Sunday, November 7, 2010

What I have (and what I do not)


I wanted to write this on Friday, but I was too tired and my brain was not willing to do anything but sit around and watch bad, but amusing Japanese dramas with Shuji.

I had planned to write a "Friday I'm in Love" kind of post even though I would be copy-catting little sis, but feel justified about copying because I like looking at the things that she is "in love" with and by the time this Friday had rolled around I was incapable of original thought.

It didn't happen, so this post is going to be a skewed version of a Friday I'm in love...

OK-- the title says What I have (and what I do not) I feel like I shouldn't start with the "what I do not" have part because it will either make me sound like a whiner even though it will allow me to kvetch a bit. So I will start with a kind of "count your blessings" prologue to the Veruca Salt part.

Before I go further I feel compelled to say--once again, (I know it is getting repetitive but...) I am so very, very grateful for having a flush toilet. 15 years of pit john really did scar me. Or maybe I am not scarred, maybe I am lucky because I will never, ever take that blue water going round and round the porcelain god (yep it IS a god!!) for granted. Forgive me for the broken record bits. Blame it on age or post-pit-traumatic disorder. Regardless of its origins, I AM grateful for my beautiful white throne.

So, what other "things" do I feel particularly happy about owning? Well, for one my slow cooker--this is a complete steal from little sis, but she is so right about how nice it is to smell it cooking all day and oooooh the joy of coming home from work or a from a long, long hike and having a whole meal ready. Another thing that I am happy about is our bath. It is not as gorgeous as this one but it is very big and Japanese and nice for soaking sore muscles. Once you have had a bath in Japan--providing that you are a "bath person", not a "shower person"--kind of like whether you are a cat or a dog person. If you are, you know it. Anyway, once you have gone the Japanese way, there is no going back. We have a continuous gas water heater, so we never, ever run out of hot water. Sweet.

There are more things in our house that bring a smile to my face, like my bread machine (boy does the general consumer here LOVE white bread...heavy sigh) and finally having an oven that will cook 24 cookies all at once! But if I go on and on about the joy my appliances bring, it will get boring and I will not feel the relief that a good whinge brings.

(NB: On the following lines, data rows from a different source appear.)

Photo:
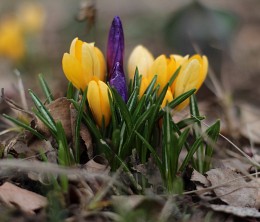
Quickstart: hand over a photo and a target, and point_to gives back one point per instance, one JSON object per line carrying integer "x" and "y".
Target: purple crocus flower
{"x": 115, "y": 56}
{"x": 118, "y": 80}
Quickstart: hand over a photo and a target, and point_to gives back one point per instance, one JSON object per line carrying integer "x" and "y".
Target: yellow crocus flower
{"x": 191, "y": 76}
{"x": 98, "y": 100}
{"x": 11, "y": 39}
{"x": 167, "y": 98}
{"x": 140, "y": 58}
{"x": 83, "y": 63}
{"x": 164, "y": 68}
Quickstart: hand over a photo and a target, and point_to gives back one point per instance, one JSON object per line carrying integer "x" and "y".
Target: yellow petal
{"x": 204, "y": 72}
{"x": 141, "y": 58}
{"x": 168, "y": 98}
{"x": 143, "y": 87}
{"x": 159, "y": 68}
{"x": 73, "y": 71}
{"x": 87, "y": 62}
{"x": 93, "y": 96}
{"x": 102, "y": 63}
{"x": 179, "y": 59}
{"x": 104, "y": 101}
{"x": 75, "y": 48}
{"x": 95, "y": 61}
{"x": 188, "y": 78}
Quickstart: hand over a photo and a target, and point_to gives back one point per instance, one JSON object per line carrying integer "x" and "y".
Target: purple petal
{"x": 115, "y": 46}
{"x": 118, "y": 80}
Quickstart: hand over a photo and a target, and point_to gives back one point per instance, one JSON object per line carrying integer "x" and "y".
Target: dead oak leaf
{"x": 232, "y": 188}
{"x": 237, "y": 211}
{"x": 27, "y": 201}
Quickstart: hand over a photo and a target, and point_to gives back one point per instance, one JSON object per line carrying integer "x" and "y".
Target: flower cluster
{"x": 85, "y": 67}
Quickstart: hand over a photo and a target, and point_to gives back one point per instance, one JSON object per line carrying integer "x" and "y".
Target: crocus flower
{"x": 192, "y": 74}
{"x": 118, "y": 80}
{"x": 116, "y": 45}
{"x": 164, "y": 68}
{"x": 11, "y": 39}
{"x": 83, "y": 63}
{"x": 98, "y": 100}
{"x": 115, "y": 54}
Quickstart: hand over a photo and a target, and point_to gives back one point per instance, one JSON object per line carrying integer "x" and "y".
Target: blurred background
{"x": 34, "y": 34}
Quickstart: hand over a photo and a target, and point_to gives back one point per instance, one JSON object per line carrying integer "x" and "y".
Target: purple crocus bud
{"x": 118, "y": 80}
{"x": 116, "y": 45}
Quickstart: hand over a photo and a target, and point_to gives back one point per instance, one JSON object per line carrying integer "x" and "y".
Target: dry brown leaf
{"x": 26, "y": 200}
{"x": 236, "y": 191}
{"x": 236, "y": 165}
{"x": 236, "y": 210}
{"x": 201, "y": 183}
{"x": 151, "y": 172}
{"x": 60, "y": 111}
{"x": 149, "y": 204}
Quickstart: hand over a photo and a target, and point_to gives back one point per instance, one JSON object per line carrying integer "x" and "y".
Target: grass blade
{"x": 23, "y": 125}
{"x": 46, "y": 89}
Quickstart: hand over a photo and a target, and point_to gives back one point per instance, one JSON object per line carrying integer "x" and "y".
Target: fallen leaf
{"x": 201, "y": 182}
{"x": 236, "y": 165}
{"x": 60, "y": 111}
{"x": 236, "y": 210}
{"x": 235, "y": 190}
{"x": 15, "y": 196}
{"x": 151, "y": 172}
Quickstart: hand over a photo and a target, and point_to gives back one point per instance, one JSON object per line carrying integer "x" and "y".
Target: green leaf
{"x": 43, "y": 111}
{"x": 189, "y": 121}
{"x": 212, "y": 133}
{"x": 190, "y": 153}
{"x": 152, "y": 150}
{"x": 177, "y": 101}
{"x": 45, "y": 122}
{"x": 64, "y": 155}
{"x": 91, "y": 124}
{"x": 150, "y": 88}
{"x": 77, "y": 126}
{"x": 46, "y": 89}
{"x": 23, "y": 125}
{"x": 182, "y": 140}
{"x": 126, "y": 116}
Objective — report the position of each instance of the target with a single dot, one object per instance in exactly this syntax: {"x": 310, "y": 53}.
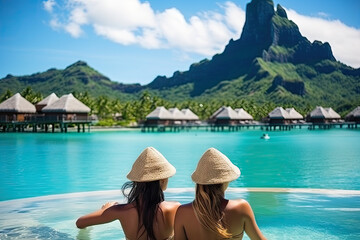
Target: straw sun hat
{"x": 151, "y": 165}
{"x": 213, "y": 168}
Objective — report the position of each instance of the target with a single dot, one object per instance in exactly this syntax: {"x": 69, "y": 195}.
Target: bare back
{"x": 238, "y": 217}
{"x": 129, "y": 220}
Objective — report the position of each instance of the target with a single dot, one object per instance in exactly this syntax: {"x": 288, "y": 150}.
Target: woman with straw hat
{"x": 210, "y": 215}
{"x": 145, "y": 215}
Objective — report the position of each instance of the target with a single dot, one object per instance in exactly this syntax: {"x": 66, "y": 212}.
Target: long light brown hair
{"x": 207, "y": 205}
{"x": 147, "y": 196}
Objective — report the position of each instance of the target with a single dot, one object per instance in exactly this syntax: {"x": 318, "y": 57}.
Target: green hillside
{"x": 270, "y": 64}
{"x": 78, "y": 77}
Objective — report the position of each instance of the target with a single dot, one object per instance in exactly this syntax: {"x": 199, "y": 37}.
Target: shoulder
{"x": 167, "y": 205}
{"x": 240, "y": 206}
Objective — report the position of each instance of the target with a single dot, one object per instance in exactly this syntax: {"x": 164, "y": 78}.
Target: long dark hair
{"x": 207, "y": 205}
{"x": 147, "y": 196}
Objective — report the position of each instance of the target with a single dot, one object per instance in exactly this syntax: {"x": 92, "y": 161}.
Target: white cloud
{"x": 344, "y": 40}
{"x": 49, "y": 5}
{"x": 134, "y": 22}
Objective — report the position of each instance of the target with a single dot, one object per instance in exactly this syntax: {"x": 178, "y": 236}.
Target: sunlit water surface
{"x": 33, "y": 165}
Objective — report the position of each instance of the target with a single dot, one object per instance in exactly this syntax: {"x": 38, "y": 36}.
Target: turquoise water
{"x": 40, "y": 165}
{"x": 283, "y": 216}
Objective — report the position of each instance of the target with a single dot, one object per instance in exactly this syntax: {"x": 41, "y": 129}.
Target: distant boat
{"x": 265, "y": 136}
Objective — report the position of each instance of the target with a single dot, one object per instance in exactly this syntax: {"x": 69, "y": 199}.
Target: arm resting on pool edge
{"x": 104, "y": 215}
{"x": 250, "y": 226}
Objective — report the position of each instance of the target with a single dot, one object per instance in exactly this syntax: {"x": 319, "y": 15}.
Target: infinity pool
{"x": 293, "y": 214}
{"x": 48, "y": 180}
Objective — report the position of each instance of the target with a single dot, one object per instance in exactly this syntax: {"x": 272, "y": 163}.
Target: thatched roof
{"x": 213, "y": 116}
{"x": 243, "y": 115}
{"x": 17, "y": 104}
{"x": 227, "y": 113}
{"x": 279, "y": 113}
{"x": 332, "y": 113}
{"x": 67, "y": 104}
{"x": 48, "y": 100}
{"x": 354, "y": 113}
{"x": 177, "y": 114}
{"x": 294, "y": 114}
{"x": 327, "y": 113}
{"x": 189, "y": 115}
{"x": 319, "y": 112}
{"x": 160, "y": 113}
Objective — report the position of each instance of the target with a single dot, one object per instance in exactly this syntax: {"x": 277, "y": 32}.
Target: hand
{"x": 108, "y": 204}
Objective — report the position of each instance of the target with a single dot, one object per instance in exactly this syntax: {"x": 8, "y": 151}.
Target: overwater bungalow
{"x": 177, "y": 115}
{"x": 160, "y": 116}
{"x": 46, "y": 101}
{"x": 244, "y": 117}
{"x": 323, "y": 115}
{"x": 227, "y": 117}
{"x": 67, "y": 108}
{"x": 212, "y": 118}
{"x": 279, "y": 116}
{"x": 16, "y": 109}
{"x": 295, "y": 116}
{"x": 354, "y": 115}
{"x": 189, "y": 116}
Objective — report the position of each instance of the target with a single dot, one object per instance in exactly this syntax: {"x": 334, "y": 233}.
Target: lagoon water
{"x": 41, "y": 165}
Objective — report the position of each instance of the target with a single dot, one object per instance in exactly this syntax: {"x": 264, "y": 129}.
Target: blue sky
{"x": 133, "y": 41}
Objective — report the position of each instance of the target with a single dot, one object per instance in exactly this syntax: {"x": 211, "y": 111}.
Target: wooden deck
{"x": 45, "y": 124}
{"x": 239, "y": 127}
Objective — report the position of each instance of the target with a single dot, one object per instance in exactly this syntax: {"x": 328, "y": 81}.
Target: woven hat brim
{"x": 215, "y": 168}
{"x": 151, "y": 165}
{"x": 153, "y": 176}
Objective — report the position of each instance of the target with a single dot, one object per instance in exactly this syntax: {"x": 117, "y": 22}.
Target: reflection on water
{"x": 280, "y": 215}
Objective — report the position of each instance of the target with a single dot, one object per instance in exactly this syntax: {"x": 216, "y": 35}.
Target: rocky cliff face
{"x": 267, "y": 34}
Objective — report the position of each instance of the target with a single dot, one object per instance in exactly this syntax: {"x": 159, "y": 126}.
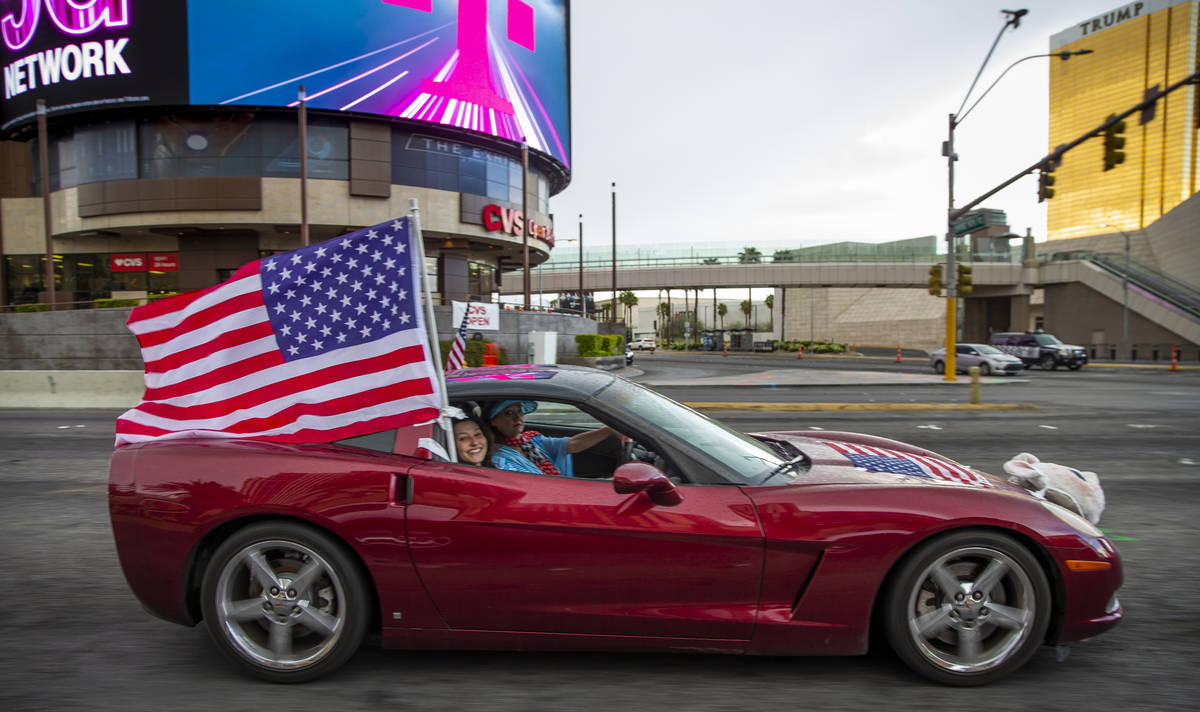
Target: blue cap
{"x": 526, "y": 407}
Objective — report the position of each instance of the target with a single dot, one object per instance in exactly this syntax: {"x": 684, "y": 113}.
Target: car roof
{"x": 534, "y": 381}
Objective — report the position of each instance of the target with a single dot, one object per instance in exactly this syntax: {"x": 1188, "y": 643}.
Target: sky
{"x": 801, "y": 123}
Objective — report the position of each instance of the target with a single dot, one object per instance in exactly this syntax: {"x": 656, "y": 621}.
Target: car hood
{"x": 853, "y": 458}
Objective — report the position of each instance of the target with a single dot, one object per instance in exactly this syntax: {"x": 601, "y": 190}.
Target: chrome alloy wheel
{"x": 971, "y": 609}
{"x": 281, "y": 604}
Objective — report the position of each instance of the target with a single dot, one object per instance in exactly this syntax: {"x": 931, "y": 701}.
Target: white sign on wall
{"x": 481, "y": 317}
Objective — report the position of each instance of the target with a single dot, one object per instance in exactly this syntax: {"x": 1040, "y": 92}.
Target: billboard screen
{"x": 82, "y": 55}
{"x": 498, "y": 67}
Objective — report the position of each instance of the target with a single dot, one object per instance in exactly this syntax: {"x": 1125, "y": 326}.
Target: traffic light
{"x": 1114, "y": 142}
{"x": 964, "y": 280}
{"x": 1045, "y": 180}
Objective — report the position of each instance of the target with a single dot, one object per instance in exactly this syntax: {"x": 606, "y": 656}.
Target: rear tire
{"x": 967, "y": 608}
{"x": 285, "y": 602}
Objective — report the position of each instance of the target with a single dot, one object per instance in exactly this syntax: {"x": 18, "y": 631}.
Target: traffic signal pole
{"x": 1055, "y": 156}
{"x": 952, "y": 313}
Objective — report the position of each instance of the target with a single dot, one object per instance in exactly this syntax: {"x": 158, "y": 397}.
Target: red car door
{"x": 521, "y": 552}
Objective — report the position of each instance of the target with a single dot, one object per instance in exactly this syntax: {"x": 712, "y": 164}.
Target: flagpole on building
{"x": 431, "y": 328}
{"x": 43, "y": 159}
{"x": 525, "y": 217}
{"x": 304, "y": 169}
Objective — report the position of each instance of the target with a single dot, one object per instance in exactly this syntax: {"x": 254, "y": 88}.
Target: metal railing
{"x": 1149, "y": 279}
{"x": 569, "y": 264}
{"x": 1143, "y": 352}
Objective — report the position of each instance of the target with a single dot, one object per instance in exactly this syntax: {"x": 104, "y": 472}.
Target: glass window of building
{"x": 480, "y": 281}
{"x": 197, "y": 145}
{"x": 107, "y": 151}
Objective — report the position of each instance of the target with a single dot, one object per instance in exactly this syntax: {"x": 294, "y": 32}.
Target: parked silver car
{"x": 989, "y": 359}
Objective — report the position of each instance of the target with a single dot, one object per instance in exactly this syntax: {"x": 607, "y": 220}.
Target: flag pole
{"x": 431, "y": 328}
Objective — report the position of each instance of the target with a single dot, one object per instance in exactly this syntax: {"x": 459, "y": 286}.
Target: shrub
{"x": 474, "y": 356}
{"x": 599, "y": 345}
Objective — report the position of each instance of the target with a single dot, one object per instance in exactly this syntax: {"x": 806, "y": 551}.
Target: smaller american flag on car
{"x": 457, "y": 358}
{"x": 873, "y": 459}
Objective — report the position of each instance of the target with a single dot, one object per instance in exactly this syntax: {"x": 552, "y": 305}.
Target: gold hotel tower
{"x": 1137, "y": 47}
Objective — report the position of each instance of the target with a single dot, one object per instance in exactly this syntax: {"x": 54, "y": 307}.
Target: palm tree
{"x": 750, "y": 256}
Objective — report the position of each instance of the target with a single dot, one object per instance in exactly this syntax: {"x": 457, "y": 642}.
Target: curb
{"x": 798, "y": 407}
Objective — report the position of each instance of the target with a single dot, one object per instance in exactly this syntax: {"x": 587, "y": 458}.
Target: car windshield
{"x": 743, "y": 456}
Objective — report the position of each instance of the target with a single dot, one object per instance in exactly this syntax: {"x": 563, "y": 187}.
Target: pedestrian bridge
{"x": 690, "y": 274}
{"x": 1151, "y": 295}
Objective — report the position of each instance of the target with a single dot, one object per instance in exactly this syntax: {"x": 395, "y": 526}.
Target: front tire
{"x": 967, "y": 608}
{"x": 285, "y": 602}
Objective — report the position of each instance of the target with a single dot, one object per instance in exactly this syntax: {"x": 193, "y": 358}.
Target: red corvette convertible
{"x": 688, "y": 536}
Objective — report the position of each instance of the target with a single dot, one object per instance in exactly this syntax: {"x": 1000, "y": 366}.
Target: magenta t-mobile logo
{"x": 466, "y": 91}
{"x": 73, "y": 17}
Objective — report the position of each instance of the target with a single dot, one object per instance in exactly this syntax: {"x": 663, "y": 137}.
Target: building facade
{"x": 172, "y": 161}
{"x": 1138, "y": 47}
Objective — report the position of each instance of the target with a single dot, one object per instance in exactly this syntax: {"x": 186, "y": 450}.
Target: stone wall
{"x": 912, "y": 318}
{"x": 97, "y": 339}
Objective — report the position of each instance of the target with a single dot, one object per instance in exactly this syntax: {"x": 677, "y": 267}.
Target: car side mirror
{"x": 642, "y": 477}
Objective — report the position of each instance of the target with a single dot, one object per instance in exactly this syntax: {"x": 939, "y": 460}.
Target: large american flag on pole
{"x": 457, "y": 357}
{"x": 873, "y": 459}
{"x": 316, "y": 345}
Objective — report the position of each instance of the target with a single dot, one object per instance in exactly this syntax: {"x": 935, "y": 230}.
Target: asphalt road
{"x": 77, "y": 639}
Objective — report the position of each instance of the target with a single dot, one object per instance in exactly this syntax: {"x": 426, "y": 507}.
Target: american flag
{"x": 316, "y": 345}
{"x": 457, "y": 357}
{"x": 898, "y": 462}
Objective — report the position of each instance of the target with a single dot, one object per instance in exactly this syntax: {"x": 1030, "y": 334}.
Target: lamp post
{"x": 612, "y": 312}
{"x": 583, "y": 301}
{"x": 1013, "y": 21}
{"x": 1125, "y": 297}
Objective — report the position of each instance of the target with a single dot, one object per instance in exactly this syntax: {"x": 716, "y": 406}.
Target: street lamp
{"x": 1125, "y": 294}
{"x": 1013, "y": 21}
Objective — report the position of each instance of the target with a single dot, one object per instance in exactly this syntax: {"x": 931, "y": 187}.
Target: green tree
{"x": 750, "y": 256}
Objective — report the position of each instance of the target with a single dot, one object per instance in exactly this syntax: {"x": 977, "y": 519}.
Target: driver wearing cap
{"x": 527, "y": 450}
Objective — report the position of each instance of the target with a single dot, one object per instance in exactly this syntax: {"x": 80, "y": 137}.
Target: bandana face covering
{"x": 523, "y": 442}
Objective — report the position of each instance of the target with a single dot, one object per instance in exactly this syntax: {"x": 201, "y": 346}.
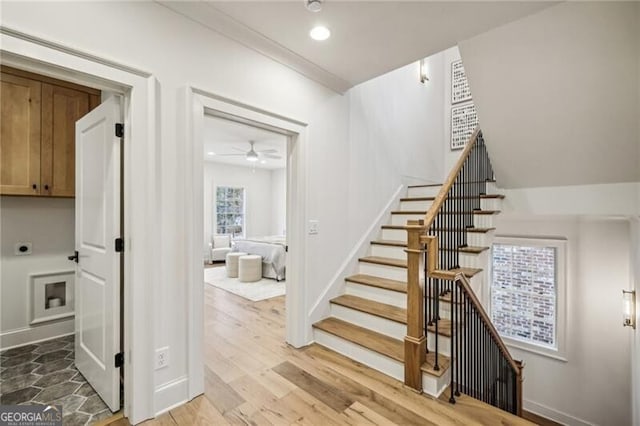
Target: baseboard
{"x": 24, "y": 336}
{"x": 555, "y": 415}
{"x": 336, "y": 285}
{"x": 170, "y": 395}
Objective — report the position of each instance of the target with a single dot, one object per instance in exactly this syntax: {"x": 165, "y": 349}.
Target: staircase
{"x": 370, "y": 322}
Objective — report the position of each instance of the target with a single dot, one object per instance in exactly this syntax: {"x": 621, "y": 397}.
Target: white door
{"x": 97, "y": 285}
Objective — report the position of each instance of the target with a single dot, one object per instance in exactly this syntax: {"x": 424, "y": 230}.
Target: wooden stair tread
{"x": 467, "y": 249}
{"x": 443, "y": 362}
{"x": 379, "y": 343}
{"x": 444, "y": 327}
{"x": 393, "y": 243}
{"x": 366, "y": 338}
{"x": 418, "y": 212}
{"x": 378, "y": 309}
{"x": 387, "y": 261}
{"x": 476, "y": 230}
{"x": 428, "y": 185}
{"x": 378, "y": 282}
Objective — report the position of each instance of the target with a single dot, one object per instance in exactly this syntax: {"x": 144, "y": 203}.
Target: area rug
{"x": 259, "y": 290}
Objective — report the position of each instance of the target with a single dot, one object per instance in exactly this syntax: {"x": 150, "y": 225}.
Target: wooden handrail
{"x": 446, "y": 186}
{"x": 466, "y": 287}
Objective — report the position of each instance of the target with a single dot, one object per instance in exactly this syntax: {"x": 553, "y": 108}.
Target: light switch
{"x": 22, "y": 249}
{"x": 313, "y": 227}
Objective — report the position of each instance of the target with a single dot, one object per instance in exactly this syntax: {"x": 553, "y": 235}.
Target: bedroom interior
{"x": 244, "y": 242}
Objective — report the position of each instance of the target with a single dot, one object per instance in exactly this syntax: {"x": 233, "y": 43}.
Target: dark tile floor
{"x": 44, "y": 373}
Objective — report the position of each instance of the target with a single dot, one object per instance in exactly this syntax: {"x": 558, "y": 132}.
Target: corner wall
{"x": 598, "y": 347}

So let's get to the woe is me "What I Do Not Have" part:
--I do not have a dishwasher. They didn't used to even exist in Japan and now they (especially the built in ones) are bragging/show offy items for people with NEW homes or "mansions" and built in "system" kitchens. I don't have a new home, a system kitchen or a mansion, and I don't want a massive box-like appliance to take up my already limited counter space. I feel lucky that I even have a counter. Besides, even if I had the space, every time I wanted to use it I would have to connect it to the kitchen taps. I wouldn't be able to cook anything else or even pour a glass of water if I were using the dishwasher so no-no, I do not have one of those. (This may sound like sour grapes, but I really don't want to pay 500 to 1,000 dollars worth of yen for a machine that will only wash 3 plates, a couple of bowls and a glass or two at the same time.) So, I guess, what I really want is something that I will probably never get in Japan.

The other thing that I would like is an "American sized" washer dryer set. I have been hanging out my laundry for 22 years and counting. On the one hand, I feel superior to those who are wasting the earth's precious resources every time they fling in a sheet of bounce, blithely push the "permanent press" button and carelessly twist the timer. But in the winter, when my hands are turning red from the cold or when my Levis have been hanging out for three days and are beginning to go moldy because the humidity and rain will not let up, then I feel sorry for myself. And it is true that sometimes when it is too wet or when I have decided to wash EVERYTHING in the house at once, (it is pretty amazing how much my little 4.5 kilo limit washer can spit out in a morning) we throw all the large items into trash bags and drag them down to the landromat. The coin laundries are amazing here. They are made for the housewife--clean with big picture windows and good lighting, huge folding tables, carts for dumping your dried items in that you can wheel up to a table and just dig in--fold and fold to your heart's content. And the washers and driers are bigger than some people's apartments. Well, that might be an exaggeration, but they can handle a queen size comforter. Still, I would like a huge washer/dryer like all of my perfectly middle class relatives back in the States have.

So, that is my list (and I *do* love a list) of happy to have and wish I had things.
So that is the end of today's post and I am heading off to soak in my wonderful bath and then count sheep (if not blessings) under my clean comforter and sheets on my Simmon's mattress. Ah joy.